A day after HT highlighted the continuing threat to dense mangroves along Manori creek in Charkop, Sector 8, the state mangrove cell surveyed the affected plots on Wednesday.
Preliminary assessment suggests that the mangroves could have been damaged either due to sustained fires or a foreign substance that could have caused their degeneration.
As per the coastal zone management plant maps, the mangroves that are destroyed are notified as protected forestland under survey No 39.
The total area is spread across 36 hectares while the damaged stretch measures up to 2 hectares.
“The mangrove cover in Charkop is very dense and hence prima facie, it would need some sort of external disturbance to cause damage to mangroves spread over a sizeable area.
Strangely, the mangroves around the damaged area are in good health,” said Vasudev Patil, assistant conservator of forests, state mangrove cell.
Besides survey No 39, the forest department has also notified two other plots in sector 8 and one of them was recently used to plant close to 80,000 mangrove saplings on 19
hectares as part of their afforestation drive. Forest officials also spoke to locals who had complained to the mangrove cell regarding the threat to mangroves.

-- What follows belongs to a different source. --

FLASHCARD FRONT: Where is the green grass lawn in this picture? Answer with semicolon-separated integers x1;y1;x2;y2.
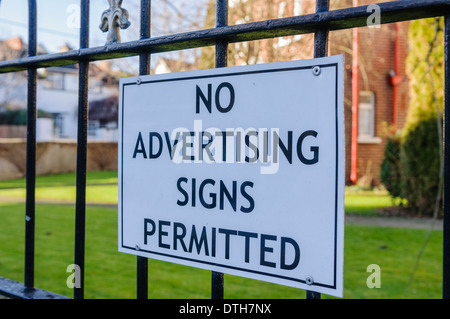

“We are planning to rope in researchers and our staff to investigate why the mangroves have degenerated. We might then try to rejuvenate the entire affected area,” added Patil.
Locals living at Turzon point road have been witnessing several fires and illegal dumping on mangroves and, since May, have sent complaints to the territorial wing of the forest department and the mangrove cell.
“We hope the forest officials are able to at least rejuvenate the damaged mangroves and put a stop to the illegal dumping,” said a Charkop resident on the condition of anonymity.